According to Christopher Wylie, the Cambridge Analytica researcher-turned-whistle-blower, clothing taste is such a precise indicator of political preference that it was a key part of developing the now-infamous Facebook-aided AI models employed by the Trump Campaign in 2016.
“Fashion profiling played a bigger role in the 2016 American presidential election than anyone realized,” writes the New York Times, noting that “preferences in clothing and music are the leading indicators of political leaning.”
Calling fashion data a “key metric” during his address at the Business of Fashion conference last week, Wylie bluntly stated that internet-facing brand loyalty was “used to build AI models to help Steve Bannon build his insurgency and build the alt-right.”
“Fashion brands are really useful in producing algorithms to find out how people think and how they feel,” Mr. Wylie said, noting that Wrangler and L.L. Bean, in particular, were “brands that Cambridge Analytica aligned with conservative traits.”
(Wrangler and L.L. Bean both declined to comment for the story, presumably because they’re now getting charged rent between a Rock and a Hard Place — if they refute the notion, they piss off their current customers, if they affirm it, they can basically forget picking up new ones.)
As the Times explained, the “narratives of the great American brands, which play on the myths of the West and the (mostly male) frontier, are also the narratives of the Republican right.

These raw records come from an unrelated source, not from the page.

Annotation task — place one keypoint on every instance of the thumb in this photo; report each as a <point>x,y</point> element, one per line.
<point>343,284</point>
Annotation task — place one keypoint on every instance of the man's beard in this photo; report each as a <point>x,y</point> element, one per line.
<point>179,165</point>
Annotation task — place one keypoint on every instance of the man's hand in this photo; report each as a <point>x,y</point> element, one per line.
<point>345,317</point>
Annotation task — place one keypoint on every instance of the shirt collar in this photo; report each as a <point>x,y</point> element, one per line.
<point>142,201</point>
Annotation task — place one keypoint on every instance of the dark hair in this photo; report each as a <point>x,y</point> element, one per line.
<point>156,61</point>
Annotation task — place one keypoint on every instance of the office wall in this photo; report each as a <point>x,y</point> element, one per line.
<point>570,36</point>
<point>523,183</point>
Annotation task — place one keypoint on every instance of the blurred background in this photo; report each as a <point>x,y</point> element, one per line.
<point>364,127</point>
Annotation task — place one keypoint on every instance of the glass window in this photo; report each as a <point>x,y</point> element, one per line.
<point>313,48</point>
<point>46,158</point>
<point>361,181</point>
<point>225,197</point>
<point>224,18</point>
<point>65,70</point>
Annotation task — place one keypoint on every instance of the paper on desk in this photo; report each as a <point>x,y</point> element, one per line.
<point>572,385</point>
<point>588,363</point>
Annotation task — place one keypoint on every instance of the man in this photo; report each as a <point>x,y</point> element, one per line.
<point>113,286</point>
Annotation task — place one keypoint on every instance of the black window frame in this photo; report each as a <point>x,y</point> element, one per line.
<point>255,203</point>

Those who choose to spend on the former are susceptible to the latter.”
“Cambridge Analytica preyed on [those choices] via algorithm, using data from the Facebook profiles of more than 50 million users without their permission.”
Getting a targeted ad in your feed is one thing, but “the fact that consumer preferences are used by influence Svengalis to sway votes means something else entirely.” We are what we wear, apparently.